自晚清“西学东渐”以来,国人在历经磨难中对以自由民主为主要内容的近(现)代化模式出现了从认识到认同的趋势。无论这一认同在初期是多么肤浅,无论把这一模式看成历史进化论意义上的一个“社会阶段”(“资本主义”),还是看成文化类型学意义上的一个“他者横移”(所谓“西化”),也无论实现这一认同是要通过渐变改良还是激进革命的方式,这个趋势似乎是明显的。
但是,在第一次世界大战期间兴起的新文化运动却出现了一大变数:一方面,新文化运动似乎是上述趋势的一大高潮,它不仅对中国“传统”的激进批判前所未有,而且对“西学”的认识也明显深化,从几十年前先觉者泛泛地“叹羡西洋国政民风之美”、“推举之法,几于天下为公”、“礼义富足”、“君民一体,上下一心”,发展到细究“群己权界”,对“法意”、“自繇”、“民权”、“个人”等概念都有了切实的领会,并且使“法治”、“自由”、“人权”和“个性解放”等等成为流行话语;从过去笼统的“西学”,发展到西方有左、中、右,有多少思潮多少派,我们也有左、中、右,有多少思潮多少派,无政府主义、自由主义、社会主义乃至国家主义都曾大行其道。从这方面看,新文化运动确实是一场大“启蒙”。但另一方面,新文化运动后来的走向,乃至由运动中激进者带入的国家走向,却愈来愈既与“传统派”的意志对立,也与“启蒙派”的初衷相悖,以致几十年后在“全盘性反传统”的礼崩乐坏之中,我们不但没有学到“西洋国政民风之美”,反而出现了一面“打倒孔老二”,一面又“东风压倒西风”之局,儒道沦丧的同时西学几绝,一度造成“浩劫”悲剧中的文化荒漠。

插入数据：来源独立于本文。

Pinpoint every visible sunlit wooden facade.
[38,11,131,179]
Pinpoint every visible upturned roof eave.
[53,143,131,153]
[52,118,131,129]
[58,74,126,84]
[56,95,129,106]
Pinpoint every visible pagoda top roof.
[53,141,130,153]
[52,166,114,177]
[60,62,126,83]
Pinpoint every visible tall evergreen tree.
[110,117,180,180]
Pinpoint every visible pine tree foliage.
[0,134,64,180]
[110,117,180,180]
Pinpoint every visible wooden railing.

这是为什么?自中国开始改革开放以来人们就在不断反思,影响最大的主要有两种解释:一说是归咎于“激进”和“革命”,二者又皆因“启蒙”过了头。典型的说法是:“夭折的宪政”应归咎“倒退的五四”。另一说则相反,责怪“救亡压倒启蒙”,民族主义大潮使得“新文化”功亏一篑,该启的蒙没能启成。
这两种说法都看到了一些现象,但逻辑上其实都难以自圆。最典型的矛盾,就是1980年代倡言“救亡压倒启蒙”之说的李泽厚,到了1990年代又成为“告别革命”论的巨擘,同时他却又不肯放弃前说。这就像一个法国人既惋惜卢梭(Jean-Jacques Rousseau)学说之被“压倒”,又痛骂大革命之鸱张——但大革命难道不正是卢梭学说的实践吗?如果卢梭学说真被“压倒”了,怎么还会有大革命?如果大革命应该被否定,卢梭学说不正应该被“压倒”吗?又何惋惜之有?

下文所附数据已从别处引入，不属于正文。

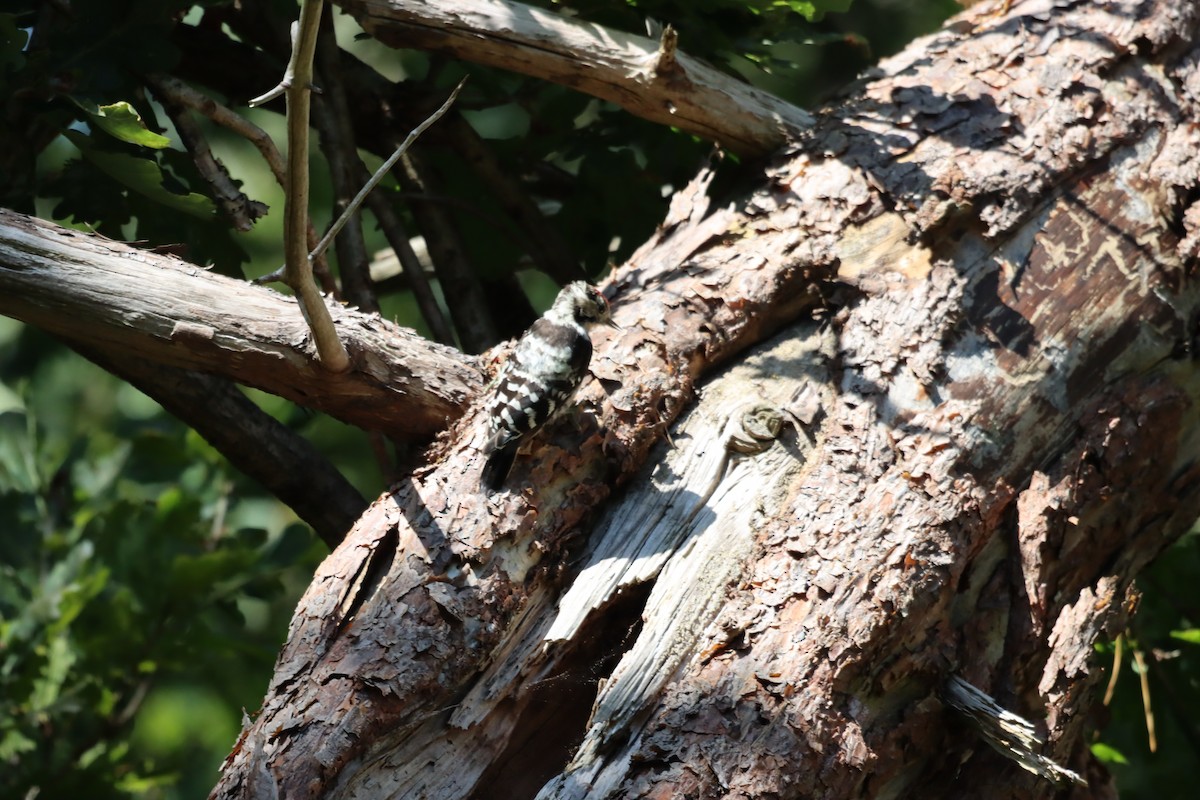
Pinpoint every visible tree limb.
[146,74,337,296]
[338,0,812,155]
[0,210,484,439]
[214,1,1200,800]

当然,如果所说的“法国启蒙运动”只是指伏尔泰(Voltaire)、狄德罗(Denis Diderot)一支而排除卢梭于外,这矛盾似乎就可缓和。换言之,“启蒙”包含庞杂的内容,“激进”亦有不同的方向。如果说法国伏尔泰、狄德罗式的启蒙还不够,而卢梭式的启蒙却“过份”了,导致后来出现卢梭式的革命,却缺乏伏尔泰式的理性,这样解释庶几可以自圆其说——笔者并不以为法国的历史就可以如此简单地解释,但显然,把“启蒙”和“激进”一锅煮更会把人弄糊涂。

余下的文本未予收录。